Speaking upon the extended-hours announcement, Harm Reduction Australia President Gino Vumbaca said last month: “While we continue to work through the challenges to keep delivering Festival Pill Testing, which is clear the organisers want, festival attendees want and we need to provide to protect young people, it is so important that the ACT Government has carefully considered all the evidence and established the nation’s first fixed site pill testing site as it enables us the opportunity to reduce some of the harm for those consuming drugs at festivals.”

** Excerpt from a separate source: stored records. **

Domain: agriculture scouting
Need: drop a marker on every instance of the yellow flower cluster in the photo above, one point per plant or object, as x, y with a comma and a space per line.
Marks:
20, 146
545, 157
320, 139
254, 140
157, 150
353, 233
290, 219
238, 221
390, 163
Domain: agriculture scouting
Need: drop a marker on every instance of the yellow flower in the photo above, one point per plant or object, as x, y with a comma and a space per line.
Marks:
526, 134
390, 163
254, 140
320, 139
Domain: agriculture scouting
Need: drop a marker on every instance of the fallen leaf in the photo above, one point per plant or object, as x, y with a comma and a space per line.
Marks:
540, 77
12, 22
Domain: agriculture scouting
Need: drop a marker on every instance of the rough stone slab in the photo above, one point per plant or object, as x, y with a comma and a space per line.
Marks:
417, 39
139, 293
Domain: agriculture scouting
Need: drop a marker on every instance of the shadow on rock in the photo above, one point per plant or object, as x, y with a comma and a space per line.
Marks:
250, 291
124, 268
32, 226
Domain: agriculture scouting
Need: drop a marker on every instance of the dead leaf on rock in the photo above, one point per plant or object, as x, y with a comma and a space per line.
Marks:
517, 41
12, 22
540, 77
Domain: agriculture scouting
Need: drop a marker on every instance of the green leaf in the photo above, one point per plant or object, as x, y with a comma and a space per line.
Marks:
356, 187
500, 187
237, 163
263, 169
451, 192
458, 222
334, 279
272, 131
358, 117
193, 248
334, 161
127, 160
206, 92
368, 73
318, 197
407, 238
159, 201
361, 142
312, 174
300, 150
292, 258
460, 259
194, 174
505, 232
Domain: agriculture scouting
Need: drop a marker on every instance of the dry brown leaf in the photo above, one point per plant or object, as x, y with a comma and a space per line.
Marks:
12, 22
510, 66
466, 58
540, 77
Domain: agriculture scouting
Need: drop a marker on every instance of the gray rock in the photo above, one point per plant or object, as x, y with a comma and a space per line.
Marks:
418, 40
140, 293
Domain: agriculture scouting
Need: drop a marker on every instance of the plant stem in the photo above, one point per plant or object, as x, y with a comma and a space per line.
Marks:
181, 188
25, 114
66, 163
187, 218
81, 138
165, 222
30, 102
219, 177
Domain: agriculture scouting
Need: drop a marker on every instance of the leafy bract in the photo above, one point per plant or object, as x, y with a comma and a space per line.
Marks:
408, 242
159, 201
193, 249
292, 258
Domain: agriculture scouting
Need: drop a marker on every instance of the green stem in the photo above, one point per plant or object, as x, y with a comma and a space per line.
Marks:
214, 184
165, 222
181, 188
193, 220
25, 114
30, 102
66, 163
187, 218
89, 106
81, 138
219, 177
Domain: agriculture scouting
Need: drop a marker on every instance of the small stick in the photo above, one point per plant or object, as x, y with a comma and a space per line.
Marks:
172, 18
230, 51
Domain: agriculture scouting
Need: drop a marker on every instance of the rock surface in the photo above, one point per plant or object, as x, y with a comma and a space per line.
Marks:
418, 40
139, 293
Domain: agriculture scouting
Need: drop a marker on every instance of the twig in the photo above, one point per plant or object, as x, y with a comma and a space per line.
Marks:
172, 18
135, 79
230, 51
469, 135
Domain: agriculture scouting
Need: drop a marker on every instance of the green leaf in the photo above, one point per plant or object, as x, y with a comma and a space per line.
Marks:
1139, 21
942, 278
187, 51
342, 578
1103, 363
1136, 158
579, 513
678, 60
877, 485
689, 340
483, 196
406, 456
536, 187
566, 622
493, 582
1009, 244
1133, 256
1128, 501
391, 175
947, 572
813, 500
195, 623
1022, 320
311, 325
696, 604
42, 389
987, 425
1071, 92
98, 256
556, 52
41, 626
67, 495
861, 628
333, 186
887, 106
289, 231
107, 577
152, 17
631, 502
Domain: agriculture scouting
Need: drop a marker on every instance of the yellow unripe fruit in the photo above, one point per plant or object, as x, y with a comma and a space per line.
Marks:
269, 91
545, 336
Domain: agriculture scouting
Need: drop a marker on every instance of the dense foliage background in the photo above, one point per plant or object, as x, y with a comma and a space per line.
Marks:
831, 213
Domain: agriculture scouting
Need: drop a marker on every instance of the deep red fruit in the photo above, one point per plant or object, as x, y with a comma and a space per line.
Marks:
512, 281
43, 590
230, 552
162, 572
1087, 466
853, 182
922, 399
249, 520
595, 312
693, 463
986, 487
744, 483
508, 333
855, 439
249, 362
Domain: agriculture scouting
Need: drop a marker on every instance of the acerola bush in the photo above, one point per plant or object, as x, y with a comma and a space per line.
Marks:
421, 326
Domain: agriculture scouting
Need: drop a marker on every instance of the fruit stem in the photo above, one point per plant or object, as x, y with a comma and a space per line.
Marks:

CanTEST was opened by the ACT government as part of a six-month trial to reduce harm caused by illicit drugs, backed by Pill Testing Australia, Canberra Alliance for Harm Minimisation and Advocacy and Directions Health Services.
Since opening, the clinic has made numerous discoveries around the purity of various substances brought in for testing. Per ABC, 58 samples were tested in the clinic’s first month. Only three out of five cocaine samples contained any of the drug, with a purity of less than 27%, while the purity of MDMA samples varied from 9-73%. That month, 18 people discarded their drugs upon learning what they contained.
In October, CanTEST also flagged a new substance called ‘CanKet’ that hadn’t previously been recorded in Australia. The drug shares similarities to ketamine but with different effects, though researchers at the time said they still weren’t quite sure what the extent of these were.
Spilt Milk festival took place on November 26, with a line-up that included Flume, Toro y Moi, Stand Atlantic, Spacey Jane, The Wombats and plenty more. Despite a paddock fire that damaged several cars and injured one punter, the festival was marked by NME as an overall success.
“The festival’s grand Canberra comeback was a hard-earned return to the epic scale and abundance of good vibes that put Spilt Milk on the map,” NME‘s Ellie Robinson wrote in a five-star review.